While committee member Javed Hanif expressed support for the FBR’s proposals, Chairman Qamar urged caution, warning against laws that could inadvertently penalize compliant businesses. Sharmila Farooqi recommended focusing on incentives rather than penalties, suggesting a reduction in tax rates to encourage broader registration and compliance.

Finance Minister Muhammad Aurangzeb responded that while the tax regime would be improved, the government would not offer further exemptions or amnesty schemes. “The era of tax amnesties is over. Now, we must bring more people into the tax net,” he stated.

Langrial requested authorization for the FBR to deactivate bank accounts of unregistered businesses temporarily, but the committee insisted that necessary safeguards be built into the process.


Petroleum Levies and Carbon Tax Discussed

The committee also approved a proposal to raise the petroleum development levy (PDL) to Rs90 per litre and introduce a carbon levy on petrol, diesel, and furnace oil. Finance Ministry officials projected Rs100 billion in revenue from the PDL on furnace oil alone, which is imported in volumes of 1.2 million tons for 1,000MW Independent Power Producers (IPPs).
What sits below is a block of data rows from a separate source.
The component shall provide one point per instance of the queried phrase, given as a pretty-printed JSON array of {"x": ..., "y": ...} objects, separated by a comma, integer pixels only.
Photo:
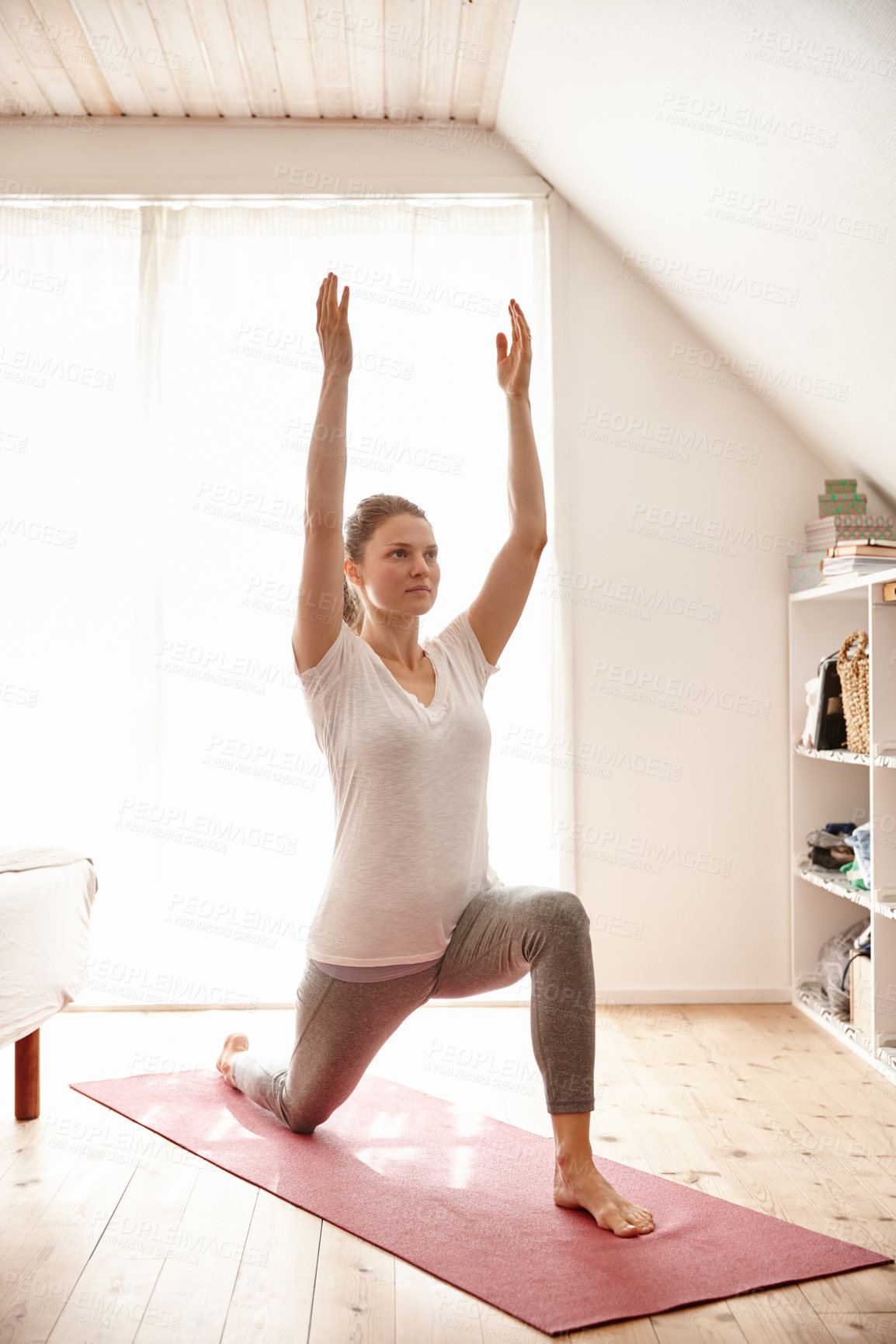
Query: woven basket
[{"x": 853, "y": 680}]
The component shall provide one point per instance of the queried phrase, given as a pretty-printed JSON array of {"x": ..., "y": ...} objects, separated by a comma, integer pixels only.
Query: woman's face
[{"x": 401, "y": 570}]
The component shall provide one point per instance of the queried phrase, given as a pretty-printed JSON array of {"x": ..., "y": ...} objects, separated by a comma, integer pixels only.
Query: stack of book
[{"x": 842, "y": 540}]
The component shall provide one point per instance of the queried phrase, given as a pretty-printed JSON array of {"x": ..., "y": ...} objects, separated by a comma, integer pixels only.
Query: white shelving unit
[{"x": 846, "y": 787}]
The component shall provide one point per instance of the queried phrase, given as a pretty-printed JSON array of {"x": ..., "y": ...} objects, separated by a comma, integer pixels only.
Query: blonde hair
[{"x": 359, "y": 529}]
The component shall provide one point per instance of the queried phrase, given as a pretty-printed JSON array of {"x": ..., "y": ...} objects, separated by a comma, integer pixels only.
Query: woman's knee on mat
[{"x": 562, "y": 909}]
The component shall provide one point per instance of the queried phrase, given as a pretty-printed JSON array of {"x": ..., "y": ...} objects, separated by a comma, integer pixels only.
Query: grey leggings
[{"x": 502, "y": 934}]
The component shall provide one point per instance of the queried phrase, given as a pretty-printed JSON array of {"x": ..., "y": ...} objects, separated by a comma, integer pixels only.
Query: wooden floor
[{"x": 110, "y": 1234}]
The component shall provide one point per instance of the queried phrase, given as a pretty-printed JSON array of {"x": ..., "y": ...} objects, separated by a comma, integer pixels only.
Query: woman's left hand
[{"x": 515, "y": 364}]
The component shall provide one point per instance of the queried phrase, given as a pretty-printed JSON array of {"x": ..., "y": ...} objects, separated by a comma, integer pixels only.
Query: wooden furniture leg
[{"x": 29, "y": 1077}]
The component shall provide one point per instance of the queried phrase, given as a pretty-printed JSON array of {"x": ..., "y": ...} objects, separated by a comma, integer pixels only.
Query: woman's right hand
[{"x": 332, "y": 327}]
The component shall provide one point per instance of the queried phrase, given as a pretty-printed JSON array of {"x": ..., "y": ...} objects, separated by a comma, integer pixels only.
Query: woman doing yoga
[{"x": 412, "y": 909}]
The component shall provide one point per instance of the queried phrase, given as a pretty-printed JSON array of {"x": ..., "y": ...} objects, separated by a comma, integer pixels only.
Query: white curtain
[{"x": 160, "y": 380}]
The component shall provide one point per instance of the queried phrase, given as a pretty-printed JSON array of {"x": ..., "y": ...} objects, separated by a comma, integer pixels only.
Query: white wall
[
  {"x": 699, "y": 609},
  {"x": 682, "y": 818},
  {"x": 743, "y": 154}
]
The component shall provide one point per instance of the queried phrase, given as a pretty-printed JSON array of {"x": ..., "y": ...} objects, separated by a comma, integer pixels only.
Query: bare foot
[
  {"x": 233, "y": 1046},
  {"x": 579, "y": 1184}
]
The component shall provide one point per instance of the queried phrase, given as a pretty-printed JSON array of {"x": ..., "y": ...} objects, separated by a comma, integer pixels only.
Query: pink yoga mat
[{"x": 467, "y": 1199}]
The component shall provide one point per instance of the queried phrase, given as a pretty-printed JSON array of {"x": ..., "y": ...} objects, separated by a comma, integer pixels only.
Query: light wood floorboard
[{"x": 110, "y": 1234}]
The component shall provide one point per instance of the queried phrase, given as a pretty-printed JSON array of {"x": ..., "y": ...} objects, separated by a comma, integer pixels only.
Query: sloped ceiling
[{"x": 743, "y": 156}]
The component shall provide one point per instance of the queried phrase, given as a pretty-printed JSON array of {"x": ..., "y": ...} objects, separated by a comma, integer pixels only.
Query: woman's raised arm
[{"x": 320, "y": 590}]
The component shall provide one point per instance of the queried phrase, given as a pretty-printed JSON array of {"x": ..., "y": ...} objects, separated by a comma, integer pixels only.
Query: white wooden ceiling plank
[
  {"x": 77, "y": 57},
  {"x": 217, "y": 35},
  {"x": 143, "y": 50},
  {"x": 403, "y": 44},
  {"x": 252, "y": 27},
  {"x": 329, "y": 54},
  {"x": 500, "y": 49},
  {"x": 20, "y": 95},
  {"x": 478, "y": 30},
  {"x": 184, "y": 55},
  {"x": 294, "y": 57},
  {"x": 106, "y": 42},
  {"x": 296, "y": 64},
  {"x": 439, "y": 47},
  {"x": 27, "y": 33}
]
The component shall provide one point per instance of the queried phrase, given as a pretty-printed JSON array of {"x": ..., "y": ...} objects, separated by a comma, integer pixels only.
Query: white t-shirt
[{"x": 408, "y": 796}]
The overall PDL target for FY2025–26 is Rs1,468 billion.

Additionally, the carbon levy is expected to bring in Rs45 billion. In response to a question from the committee chair about converting the levy into a carbon tax, officials estimated that such a shift would yield about Rs18 billion in federal revenue, noting that levy collections go exclusively to the Centre, while tax revenues are shared with provinces.

The Ministry of Industries shared that Rs10 billion from the carbon levy would be allocated to promoting electric vehicles (EVs), with a national target to shift 30% of vehicles to electric by 2030. Officials stated that current vehicle production is approximately 150,000 units annually, with 76,000 EVs already on the road. Production of EVs is projected to reach 2.2 million units within the next five years.

Despite the approvals and discussions, the committee emphasized that no final decisions were being made regarding the imposition of taxes or levies on petroleum products at this stage.